MongoDB Benchmarks
In the fast-paced world of data management, every second counts. When it comes to syncing massive datasets from MongoDB into a data warehouse or even a lakehouse, you need a tool that is not just reliable but also blazing fast and cost-effective.
This is where Olake comes into picture.
Speed Comparison: Full Load Performance
For a collection of 230 million rows (664.81GB) from Twitter data*, here's how Olake compares to leading competitors:
Tool | Full Load Time | Performance |
---|---|---|
Olake | 46 mins | X times |
Fivetran | 4 hours 39 mins (279 mins) | 6x slower |
Airbyte | 16 hours (960 mins) | 20x slower |
Debezium (Embedded) | 11.65 hours (699 mins) | 15x slower |
Olake is up to 20x faster than competitors like Airbyte, significantly reducing the time and resources required for full data syncs.
No more waiting for hours or even days for your data to be loaded into your warehouse. 46 minutes is all you need to process 230 million rows with Olake.
We used Debezium server version v2.6.2 for carrying out these benchmarks.

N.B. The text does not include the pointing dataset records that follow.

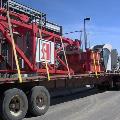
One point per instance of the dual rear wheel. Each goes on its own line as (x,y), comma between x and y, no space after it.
(15,104)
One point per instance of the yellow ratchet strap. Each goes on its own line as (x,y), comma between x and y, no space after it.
(14,50)
(46,65)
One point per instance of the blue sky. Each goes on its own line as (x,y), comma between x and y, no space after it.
(104,26)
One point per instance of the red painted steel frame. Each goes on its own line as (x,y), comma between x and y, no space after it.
(22,26)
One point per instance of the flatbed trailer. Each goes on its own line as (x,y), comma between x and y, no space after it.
(45,61)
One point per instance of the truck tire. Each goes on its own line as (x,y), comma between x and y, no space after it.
(39,101)
(14,104)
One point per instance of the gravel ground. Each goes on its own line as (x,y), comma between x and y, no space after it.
(88,105)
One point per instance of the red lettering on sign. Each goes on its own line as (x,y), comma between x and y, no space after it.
(45,51)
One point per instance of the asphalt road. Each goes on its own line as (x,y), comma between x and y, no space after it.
(88,105)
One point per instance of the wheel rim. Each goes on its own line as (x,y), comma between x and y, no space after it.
(15,105)
(41,101)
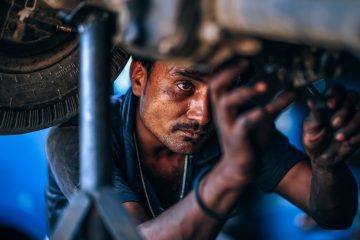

Incremental Sync Performance
Testing with 1 Million Rows (2.88GB, 999450 records) across 10 collections showed how efficiently we do it:
Tool | Incremental Sync Time | Records per Second (r/s) | Performance |
---|---|---|---|
Olake | 28.3 sec | 35,694 r/s | X times |
Fivetran | 3 min 10 sec | 5,260 r/s | 6.7x slower |
Airbyte | 12 min 44 sec | 1,308 r/s | 27.3x slower |
Debezium (Embedded) | 12 min 44 sec | 1,308 r/s | 27.3x slower |
Olake processes 1 million records in just 28.3 seconds, achieving 35,694 records per second (r/s), which is 6.7x faster than Fivetran and a 27.3x faster than Airbyte and Debezium (Embedded).
Stability & Reliability
Performance means little without stability. While Airbyte struggled with multiple sync failures during testing, Olake handled larger datasets without, ensuring a seamless, uninterrupted sync experience. This means less downtime and more reliable data for your business.
Cost Comparison (Considering 230M first full load & 50M incremental rows per month as of 30th Sep)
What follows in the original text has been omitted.